Gülbin'in söyledikleri bir anda mantıklı gelmişti. Benden neden hoşlanmayacaktı ki? Her gün okula birlikte yürüyorduk ve bu sırada hoş sohbetlerimiz oluyor, boşboğazlığımla onu ara sıra güldürüyordum. Hoşlanmasa gülmezdi değil mi, gözlerini kısarak o kadar tatlı tatlı bakmazdı? Ama ben arkadaşlarımla da hoş sohbetler ediyor, onları da güldürüyordum. Onlar da mı benden hoşlanıyordu? Gülbin'in sözleri şimdi anlamsızlaşmıştı. Fakat herhangi bir olumsuz cevabımda bu işin peşini bırakmayarak ısrar kıyamet mektubu vermem için baskı yapacaklarını biliyordum. Her iki tarafın da gönlünü yapacak bir cevap vermeliydim.
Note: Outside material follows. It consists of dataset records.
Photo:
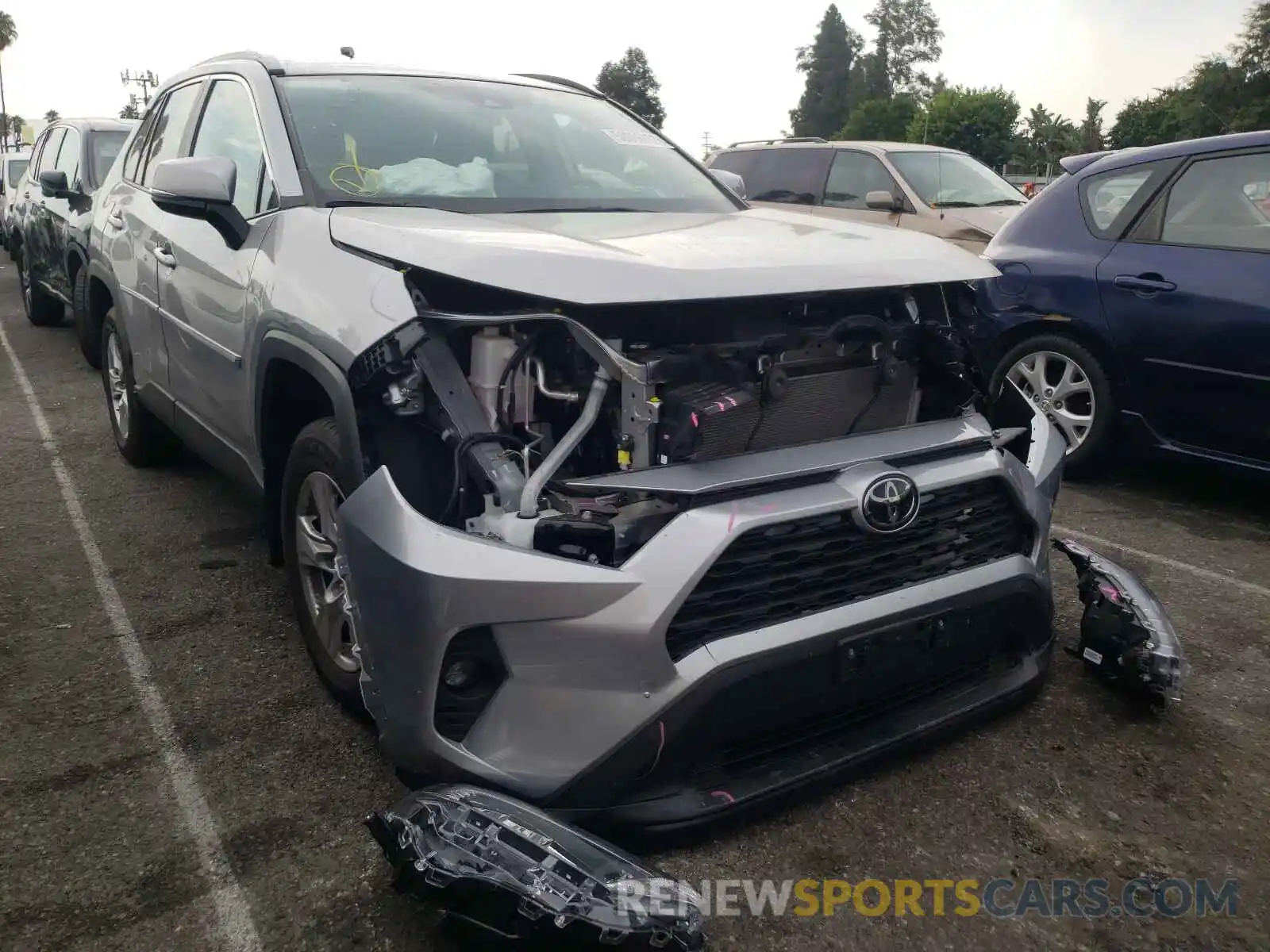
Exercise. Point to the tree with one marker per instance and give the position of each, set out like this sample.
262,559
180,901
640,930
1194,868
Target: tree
1045,137
908,35
1147,121
880,120
8,37
632,83
1251,51
976,121
832,78
1091,127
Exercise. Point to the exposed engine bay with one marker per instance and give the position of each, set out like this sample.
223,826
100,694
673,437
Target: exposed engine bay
502,418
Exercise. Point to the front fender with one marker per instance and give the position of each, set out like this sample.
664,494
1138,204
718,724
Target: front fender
281,346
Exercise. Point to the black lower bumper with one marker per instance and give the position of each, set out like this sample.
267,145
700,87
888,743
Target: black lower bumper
768,727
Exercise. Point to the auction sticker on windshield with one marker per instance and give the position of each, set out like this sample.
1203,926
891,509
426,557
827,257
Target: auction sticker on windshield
637,137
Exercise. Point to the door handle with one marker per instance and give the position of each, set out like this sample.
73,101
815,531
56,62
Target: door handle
1149,283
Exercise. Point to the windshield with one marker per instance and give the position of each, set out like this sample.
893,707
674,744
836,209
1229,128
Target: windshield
17,167
106,149
954,181
475,146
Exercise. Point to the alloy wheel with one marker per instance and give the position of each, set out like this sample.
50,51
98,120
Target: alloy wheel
118,386
1060,389
317,550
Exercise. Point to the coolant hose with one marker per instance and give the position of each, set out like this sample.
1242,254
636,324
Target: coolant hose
537,482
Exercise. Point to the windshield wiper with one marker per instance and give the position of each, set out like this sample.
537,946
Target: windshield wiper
380,203
583,209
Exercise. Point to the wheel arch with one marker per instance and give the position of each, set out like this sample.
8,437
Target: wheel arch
1079,332
295,385
76,258
102,298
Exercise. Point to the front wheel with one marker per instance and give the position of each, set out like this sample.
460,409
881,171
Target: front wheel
140,436
42,309
1066,382
88,330
311,493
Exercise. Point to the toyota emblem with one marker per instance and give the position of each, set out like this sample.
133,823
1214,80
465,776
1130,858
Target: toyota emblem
889,503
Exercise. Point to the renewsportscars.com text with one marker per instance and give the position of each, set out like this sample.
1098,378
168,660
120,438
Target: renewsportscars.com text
1001,898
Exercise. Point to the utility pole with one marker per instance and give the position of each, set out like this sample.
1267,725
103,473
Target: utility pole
146,80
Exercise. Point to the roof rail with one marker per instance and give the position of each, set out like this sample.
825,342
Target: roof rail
776,141
270,63
559,82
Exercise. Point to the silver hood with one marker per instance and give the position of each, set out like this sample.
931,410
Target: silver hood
637,257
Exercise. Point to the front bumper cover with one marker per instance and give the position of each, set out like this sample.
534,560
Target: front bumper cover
590,687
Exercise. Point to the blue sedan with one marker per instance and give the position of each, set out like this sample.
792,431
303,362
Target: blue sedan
1134,301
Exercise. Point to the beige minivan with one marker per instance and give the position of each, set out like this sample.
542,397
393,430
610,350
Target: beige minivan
927,188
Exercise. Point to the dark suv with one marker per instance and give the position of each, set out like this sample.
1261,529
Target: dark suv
52,213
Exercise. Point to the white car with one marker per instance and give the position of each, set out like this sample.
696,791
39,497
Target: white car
13,167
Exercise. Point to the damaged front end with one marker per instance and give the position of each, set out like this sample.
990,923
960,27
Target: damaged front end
511,871
645,564
1126,632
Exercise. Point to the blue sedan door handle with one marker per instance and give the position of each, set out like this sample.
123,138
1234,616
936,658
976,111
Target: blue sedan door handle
1143,283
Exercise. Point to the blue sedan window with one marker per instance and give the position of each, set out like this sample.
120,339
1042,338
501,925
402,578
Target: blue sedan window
1214,205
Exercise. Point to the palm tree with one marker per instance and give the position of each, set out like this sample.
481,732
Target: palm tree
8,37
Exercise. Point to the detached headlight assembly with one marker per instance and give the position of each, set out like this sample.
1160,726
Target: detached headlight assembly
1126,632
514,871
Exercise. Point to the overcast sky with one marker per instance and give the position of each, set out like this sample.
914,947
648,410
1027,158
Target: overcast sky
725,69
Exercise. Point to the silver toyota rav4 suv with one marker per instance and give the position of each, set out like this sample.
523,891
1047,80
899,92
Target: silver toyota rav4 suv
592,482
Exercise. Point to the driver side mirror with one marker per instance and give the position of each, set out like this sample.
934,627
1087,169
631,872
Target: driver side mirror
202,188
884,201
732,181
54,184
"Haklısın aslında kendimi bu kadar da küçük görmemeliyim. Mektubu vereceğim. " inanmayan gözlerle bana bakıyorlardı. Gülbin tam sözümü kesecekken " Ama hemen vermeyeceğim. Ne zaman vereceğimi ben de bilmiyorum. Zamanın geldiğini anlarım diye düşünüyorum. Nasıl olsa mektup çantamda istediğim zaman veririm." Sözüm bittikten sonra kantine inmek için sınıftan çıktık. O zamanlar kısacık teneffüs aralarını bile ne kadar dolu dolu geçirdiğimizi şimdi yeni yeni fark ediyordum. Bir teneffüs arasında dergi okumuş, muhabbet etmiş,kantine inip çay içmiş ve koca okula rezil olmuştum. Kızlarla kantinde oturup çay içerken koridor tarafından bir gürültü gelişmişti. Birileri kavga mı ediyor , gülüyor mu belli olmuyordu. Herkes kapıya doğru bakıyordu. Birkaç kişi merakına yenik düşerek kapıya doğru gitmişti bile. Sesler gitgide yaklaşıyor ve kavga değil de kahkaha sesleri olduğu şimdi rahatça anlaşılıyordu.
Çok geçmeden kapıda okulun fırlamalarından Mert göründü. Elinde bir kağıt yanında diğer fırlamalarla kağıda bakıp bakıp gülüyorlardı.
"Nerde abi Mehmet nerde? Çabuk bulun onu. Bunu görmesi lazım." Dedi Mert gülüşlerinin arasından.
Mehmet mi? Mehmet'le ne ilgisi vardı ki elindeki kağıdın?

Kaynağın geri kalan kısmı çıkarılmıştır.